The years tA(27) to tA(30) correspond, from his point of vue, to the period tB(13) to tB(18), thus A's time also slows by 0.6
However, the signals which were sent by B before the turnaround and received after it, that means the signals sent from tB(2) to tB(8), come back to him between tB(10) and tB(16). These signals last 8 years to cover the distance, just like the signal sent at tB(1).
So B observes that A stopped his displacement during this period.

On the other hand, the signals he receives after tB(9) show that A's time "runs" 3 times faster than his, which indicates that A moves toward him at the speed of 4/5c. B knows that the last signal he received before tB(9) was sent by A just before tA(3), which corresponds (from B's point of vue) to tB(5). If A turned around at that moment, he should join B at tB(10), which does not happen!

This diagram represents B's point of vue:
(The blue line shows A's displacement)
How should B interpret this contradictory facts?

Due to the acceleration, B knows he moved, between the sending and the reception, relatively to the source of the signals sent between tB(2) and tB(8).
That means he has no exact information about A's position from tB(9) on.
Only when, at tB(17), he receives the first signal that was sent after the acceleration, his observations again become trustable (and reciprocal to A's).

If B took only into account his observations made during the uniform phases and extrapolated his data to the "dubious" period, he would represent A's trip like this:
Here we see A's "jump in time" "observed" by B when he (A or B?) changes his "frame of reference" (note the quotation marks).

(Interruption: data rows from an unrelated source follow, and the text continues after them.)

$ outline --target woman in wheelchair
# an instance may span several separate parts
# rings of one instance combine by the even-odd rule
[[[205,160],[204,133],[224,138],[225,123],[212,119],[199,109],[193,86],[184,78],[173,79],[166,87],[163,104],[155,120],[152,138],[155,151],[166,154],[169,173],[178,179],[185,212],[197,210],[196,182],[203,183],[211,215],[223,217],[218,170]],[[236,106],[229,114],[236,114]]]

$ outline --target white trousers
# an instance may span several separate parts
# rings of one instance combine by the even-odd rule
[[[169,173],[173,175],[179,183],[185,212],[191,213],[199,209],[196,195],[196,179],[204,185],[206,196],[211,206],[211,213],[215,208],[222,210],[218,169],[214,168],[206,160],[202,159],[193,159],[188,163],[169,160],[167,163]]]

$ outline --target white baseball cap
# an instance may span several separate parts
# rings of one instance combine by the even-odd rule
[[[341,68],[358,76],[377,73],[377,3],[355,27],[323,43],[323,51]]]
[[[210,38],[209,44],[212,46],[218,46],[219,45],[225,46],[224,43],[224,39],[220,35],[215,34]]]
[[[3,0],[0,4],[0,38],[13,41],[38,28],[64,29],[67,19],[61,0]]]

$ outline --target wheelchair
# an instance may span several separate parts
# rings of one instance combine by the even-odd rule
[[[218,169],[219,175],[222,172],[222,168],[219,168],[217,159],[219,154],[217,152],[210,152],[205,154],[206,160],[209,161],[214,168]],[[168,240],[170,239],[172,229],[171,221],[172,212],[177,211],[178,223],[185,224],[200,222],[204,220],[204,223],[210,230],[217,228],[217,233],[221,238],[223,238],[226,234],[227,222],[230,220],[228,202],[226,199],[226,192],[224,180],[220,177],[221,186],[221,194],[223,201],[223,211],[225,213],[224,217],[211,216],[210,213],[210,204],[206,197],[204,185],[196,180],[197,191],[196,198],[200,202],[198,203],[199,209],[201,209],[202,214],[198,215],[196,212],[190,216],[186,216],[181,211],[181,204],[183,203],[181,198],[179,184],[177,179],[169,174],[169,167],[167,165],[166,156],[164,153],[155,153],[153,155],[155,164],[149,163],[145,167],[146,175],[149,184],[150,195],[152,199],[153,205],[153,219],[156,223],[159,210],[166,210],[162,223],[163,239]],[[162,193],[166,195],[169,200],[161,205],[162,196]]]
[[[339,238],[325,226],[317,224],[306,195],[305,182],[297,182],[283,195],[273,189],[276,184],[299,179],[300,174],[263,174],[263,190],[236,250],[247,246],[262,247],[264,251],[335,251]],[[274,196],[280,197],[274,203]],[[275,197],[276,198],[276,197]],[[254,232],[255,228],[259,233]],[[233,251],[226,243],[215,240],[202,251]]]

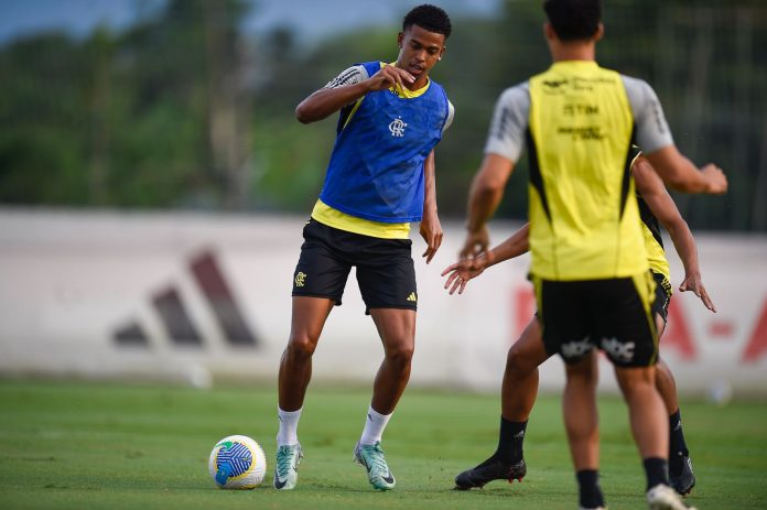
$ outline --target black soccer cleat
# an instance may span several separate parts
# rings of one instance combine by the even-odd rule
[[[669,466],[669,480],[671,481],[671,487],[680,496],[687,496],[692,492],[692,488],[695,487],[695,474],[692,473],[692,460],[690,460],[690,457],[687,455],[682,456],[679,469]]]
[[[506,464],[495,457],[490,457],[480,465],[463,471],[455,477],[455,488],[457,490],[480,489],[493,480],[514,480],[522,481],[527,475],[527,464],[522,458],[516,464]]]

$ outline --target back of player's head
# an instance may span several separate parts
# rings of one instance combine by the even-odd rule
[[[590,39],[602,21],[601,0],[545,0],[543,10],[561,41]]]
[[[453,31],[447,13],[430,3],[418,6],[406,14],[404,20],[402,20],[402,32],[412,25],[419,25],[429,32],[442,34],[445,39],[450,37],[450,33]]]

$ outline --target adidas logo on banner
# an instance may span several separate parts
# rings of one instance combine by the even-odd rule
[[[260,341],[245,321],[218,267],[215,253],[204,251],[193,258],[190,272],[224,333],[226,343],[234,347],[258,347]],[[155,293],[151,303],[174,345],[203,346],[203,336],[197,330],[176,286],[168,286]],[[149,337],[138,321],[119,327],[112,337],[119,346],[149,347]]]

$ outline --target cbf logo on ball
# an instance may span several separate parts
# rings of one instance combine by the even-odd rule
[[[404,128],[407,127],[408,124],[402,122],[402,117],[397,117],[389,123],[389,131],[391,131],[392,137],[402,138],[404,137]]]
[[[250,437],[230,435],[213,447],[208,473],[222,489],[252,489],[263,481],[267,456]]]

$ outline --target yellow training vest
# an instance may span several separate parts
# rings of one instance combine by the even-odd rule
[[[634,116],[620,75],[568,61],[529,85],[530,272],[557,281],[646,272],[629,172]]]

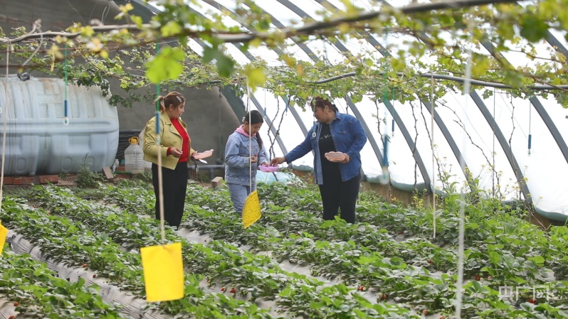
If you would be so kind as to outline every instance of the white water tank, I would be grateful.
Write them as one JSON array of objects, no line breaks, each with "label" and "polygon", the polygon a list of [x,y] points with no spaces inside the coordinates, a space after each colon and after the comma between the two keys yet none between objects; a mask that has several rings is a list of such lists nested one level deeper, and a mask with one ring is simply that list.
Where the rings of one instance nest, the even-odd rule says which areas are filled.
[{"label": "white water tank", "polygon": [[132,174],[144,173],[144,153],[138,145],[138,136],[128,139],[130,145],[125,150],[125,171]]},{"label": "white water tank", "polygon": [[65,125],[63,80],[0,78],[0,156],[8,114],[5,175],[77,173],[83,165],[100,172],[112,165],[118,148],[116,107],[97,87],[70,82],[67,95],[69,123]]}]

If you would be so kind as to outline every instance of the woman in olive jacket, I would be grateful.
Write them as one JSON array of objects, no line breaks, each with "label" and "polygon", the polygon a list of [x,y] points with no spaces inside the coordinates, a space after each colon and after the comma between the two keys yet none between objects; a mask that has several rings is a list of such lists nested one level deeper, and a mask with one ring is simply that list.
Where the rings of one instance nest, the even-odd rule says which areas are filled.
[{"label": "woman in olive jacket", "polygon": [[158,155],[162,156],[164,216],[170,226],[178,228],[184,215],[187,190],[187,161],[195,151],[187,125],[182,120],[185,98],[177,92],[158,97],[160,102],[159,144],[156,134],[157,117],[146,124],[144,133],[144,159],[152,162],[152,181],[156,194],[156,219],[159,220]]}]

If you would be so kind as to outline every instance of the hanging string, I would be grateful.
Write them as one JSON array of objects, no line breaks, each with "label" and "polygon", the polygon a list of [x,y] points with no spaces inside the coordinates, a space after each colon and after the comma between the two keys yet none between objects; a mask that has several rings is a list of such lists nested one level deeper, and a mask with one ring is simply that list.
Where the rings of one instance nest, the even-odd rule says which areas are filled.
[{"label": "hanging string", "polygon": [[532,121],[532,107],[530,104],[530,99],[529,99],[529,156],[530,156],[530,148],[532,142],[532,134],[530,134],[531,121]]},{"label": "hanging string", "polygon": [[[464,119],[467,119],[468,114],[468,102],[469,100],[469,94],[471,87],[471,64],[472,64],[472,47],[473,46],[473,15],[470,14],[468,21],[468,43],[469,48],[468,48],[468,61],[466,65],[466,79],[463,82],[463,112],[465,114]],[[468,121],[466,121],[464,124],[464,130],[466,134],[463,134],[462,139],[462,149],[466,149],[466,136],[467,136],[467,124]],[[460,166],[465,166],[465,158],[463,155],[460,156]],[[466,220],[466,194],[462,192],[460,202],[460,222],[459,222],[459,240],[458,243],[458,282],[456,287],[456,318],[458,319],[461,318],[461,305],[463,296],[463,240],[465,237],[465,220]]]},{"label": "hanging string", "polygon": [[8,69],[10,60],[10,50],[13,50],[12,44],[10,40],[8,40],[8,45],[6,47],[6,85],[4,85],[4,109],[0,108],[0,114],[4,114],[4,131],[2,132],[2,171],[0,172],[0,210],[2,209],[2,200],[4,196],[2,195],[2,190],[4,185],[4,163],[6,163],[6,127],[8,120]]},{"label": "hanging string", "polygon": [[[385,48],[388,48],[389,47],[389,28],[386,28],[384,31],[384,34],[383,35],[383,43],[384,43]],[[383,185],[387,185],[390,182],[390,174],[389,173],[389,142],[390,141],[391,136],[389,134],[389,110],[388,107],[386,107],[386,104],[389,102],[389,63],[388,63],[388,56],[383,55],[385,58],[384,62],[384,71],[383,74],[384,75],[384,83],[383,83],[383,92],[382,92],[382,99],[383,99],[383,107],[384,107],[384,123],[385,123],[385,132],[383,134],[383,162],[381,163],[381,166],[382,168],[382,175],[380,176],[379,178],[379,181]],[[392,107],[394,108],[394,102],[393,101]]]},{"label": "hanging string", "polygon": [[[251,161],[251,158],[253,156],[253,132],[251,129],[252,124],[251,122],[251,89],[248,87],[248,81],[246,85],[246,112],[248,112],[248,187],[251,192],[253,191],[253,162]],[[258,165],[258,164],[257,164]]]},{"label": "hanging string", "polygon": [[[159,52],[159,43],[156,43],[156,54]],[[159,198],[159,230],[162,234],[162,244],[166,243],[165,217],[164,217],[164,181],[162,173],[162,138],[159,133],[159,107],[164,104],[159,99],[159,84],[156,85],[156,144],[158,145],[158,196]],[[165,107],[165,105],[164,105]]]},{"label": "hanging string", "polygon": [[493,87],[493,153],[491,155],[491,157],[492,157],[491,160],[492,160],[492,162],[493,162],[492,165],[493,166],[493,167],[492,168],[492,171],[493,171],[493,174],[492,174],[493,175],[492,189],[493,189],[493,196],[495,196],[495,174],[496,174],[495,170],[495,125],[496,125],[495,114],[495,100],[497,100],[497,95],[495,95],[495,94],[496,94],[495,93],[495,87]]},{"label": "hanging string", "polygon": [[69,125],[69,117],[68,114],[68,102],[67,102],[67,81],[68,81],[68,75],[67,75],[67,43],[65,43],[65,60],[64,60],[64,67],[63,70],[65,70],[65,100],[63,102],[63,125]]},{"label": "hanging string", "polygon": [[436,239],[436,158],[434,157],[434,77],[433,72],[430,77],[430,131],[432,134],[431,139],[430,140],[430,147],[432,148],[432,217],[433,220],[433,239]]}]

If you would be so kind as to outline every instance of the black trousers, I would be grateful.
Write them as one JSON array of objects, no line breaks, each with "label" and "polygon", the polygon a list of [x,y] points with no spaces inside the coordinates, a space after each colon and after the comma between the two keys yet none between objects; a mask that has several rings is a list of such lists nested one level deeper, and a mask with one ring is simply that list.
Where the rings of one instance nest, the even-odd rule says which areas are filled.
[{"label": "black trousers", "polygon": [[341,179],[332,180],[320,185],[320,193],[323,204],[323,220],[333,220],[341,209],[341,218],[352,224],[355,223],[355,203],[359,195],[359,173],[353,178],[342,182]]},{"label": "black trousers", "polygon": [[[164,219],[166,222],[179,227],[184,215],[186,191],[187,190],[187,162],[178,163],[171,170],[162,167],[164,193]],[[152,182],[156,194],[156,219],[159,220],[159,192],[158,189],[158,166],[152,164]]]}]

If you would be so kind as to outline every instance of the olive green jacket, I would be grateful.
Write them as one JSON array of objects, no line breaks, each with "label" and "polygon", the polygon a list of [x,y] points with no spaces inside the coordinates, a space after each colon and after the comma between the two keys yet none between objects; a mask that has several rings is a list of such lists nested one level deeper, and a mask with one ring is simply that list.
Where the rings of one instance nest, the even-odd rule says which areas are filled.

If B carefully measured the accelerations he felt at the start by the turnaround, he could calculate himself his trajectory wrt A.

But after all, does A have the right to consider himself immobile wrt the source of the signals? A probably has also felt, in the past, some accelerations, and the all experience could as well have be done from the point of vue of a third observer, relatively to whom A is moving.

This diagram shows the same experience as seen by an observer C.
The speed of A wrt C is 1/5 c.
A and C don't measure the same speed for B (C even considers that B doesn't have the same speed in the return as in the outward journey).
But all the verifiable facts (i.e. the time indicated by the clocks at the departure and arrival of the signals) correspond perfectly.

A and C (and so every other observer moving uniformly during the experience) are equally allowed to consider themself immobile while making their measures.

One other observer we would mention is the one (D) who, coming from space, would join B at tB(9) and travel with him during the second part of his journey.
This diagram shows D's trajectory (in A's frame or reference):
As we can see, D has another perception than B of the place where A is at tB(9). To D, A is at that moment 7,2 light-years away.



This is D's point of vue:



In D's frame, 50 years pass between the moment B leaves A and when the two brothers meet.
A, who travels at 0,8c, will have aged 50 x 0,6 = 30 years. He needs 7,2 x 0,8 = 9 years to reach B from the moment on when B joins D.
B ages 9 years in the first part of his trip (he moves nearly as fast as light), and 9 years during the second part (just like D).